N-Propargylglycine: a unique suicide inhibitor of proline dehydrogenase with anticancer activity and brain-enhancing mitohormesis properties was written by Scott, Gary K.;Mahoney, Sophia;Scott, Madeleine;Loureiro, Ashley;Lopez-Ramirez, Alejandro;Tanner, John J.;Ellerby, Lisa M.;Benz, Christopher C.. And the article was included in Amino Acids in 2021.Application of 16310-13-7 This article mentions the following:
Proline dehydrogenase (PRODH) is a mitochondrial inner membrane flavoprotein critical for cancer cell survival under stress conditions and newly recognized as a potential target for cancer drug development. Reversible (competitive) and irreversible (suicide) inhibitors of PRODH have been shown in vivo to inhibit cancer cell growth with excellent host tolerance. Surprisingly, the PRODH suicide inhibitor N-propargylglycine (N-PPG) also induces rapid decay of PRODH with concordant upregulation of mitochondrial chaperones (HSP-60, GRP-75) and the inner membrane protease YME1L1, signifying activation of the mitochondrial unfolded protein response (UPRmt) independent of anticancer activity.
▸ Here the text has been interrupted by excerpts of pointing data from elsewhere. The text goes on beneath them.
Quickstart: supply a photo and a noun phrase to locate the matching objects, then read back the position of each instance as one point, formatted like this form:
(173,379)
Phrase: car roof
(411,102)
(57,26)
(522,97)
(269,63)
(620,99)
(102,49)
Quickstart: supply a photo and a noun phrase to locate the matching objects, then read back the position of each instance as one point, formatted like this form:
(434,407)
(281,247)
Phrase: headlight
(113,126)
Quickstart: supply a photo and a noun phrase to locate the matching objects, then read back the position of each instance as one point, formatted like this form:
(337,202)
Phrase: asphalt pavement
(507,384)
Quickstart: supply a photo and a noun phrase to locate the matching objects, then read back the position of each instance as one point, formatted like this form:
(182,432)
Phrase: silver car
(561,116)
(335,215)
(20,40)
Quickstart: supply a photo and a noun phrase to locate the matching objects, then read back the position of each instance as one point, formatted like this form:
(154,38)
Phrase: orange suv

The present study was undertaken to address two aims: (i) use PRODH overexpressing human cancer cells (ZR-75-1) to confrm the UPRmt inducing properties of N-PPG relative to another equipotent irreversible PRODH inhibitor, thiazolidine-2-carboxylate (T2C); and (ii) employ biochem. and transcriptomic approaches to determine if orally administered N-PPG can penetrate the blood-brain barrier, essential for its future use as a brain cancer therapeutic, and also potentially protect normal brain tissue by inducing mitohormesis. Oral daily treatments of N-PPG produced a dose-dependent decline in brain mitochondrial PRODH protein without detectable impairment in mouse health; furthermore, mice repeatedly dosed with 50 mg/kg N-PPG showed increased brain expression of the mitohormesis associated protease, YME1L1. Whole brain transcriptome (RNAseq) analyses of these mice revealed signifcant gene set enrichment in N-PPG stimulated neural processes (FDR p<0.05). Given this in vivo evidence of brain bioavailability and neural mitohormesis induction, N-PPG appears to be unique among anticancer agents and should be evaluated for repurposing as a pharmaceutical capable of mitigating the proteotoxic mechanisms driving neurodegenerative disorders. In the experiment, the researchers used many compounds, for example, Thiazolidine-2-carboxylic acid (cas: 16310-13-7Application of 16310-13-7).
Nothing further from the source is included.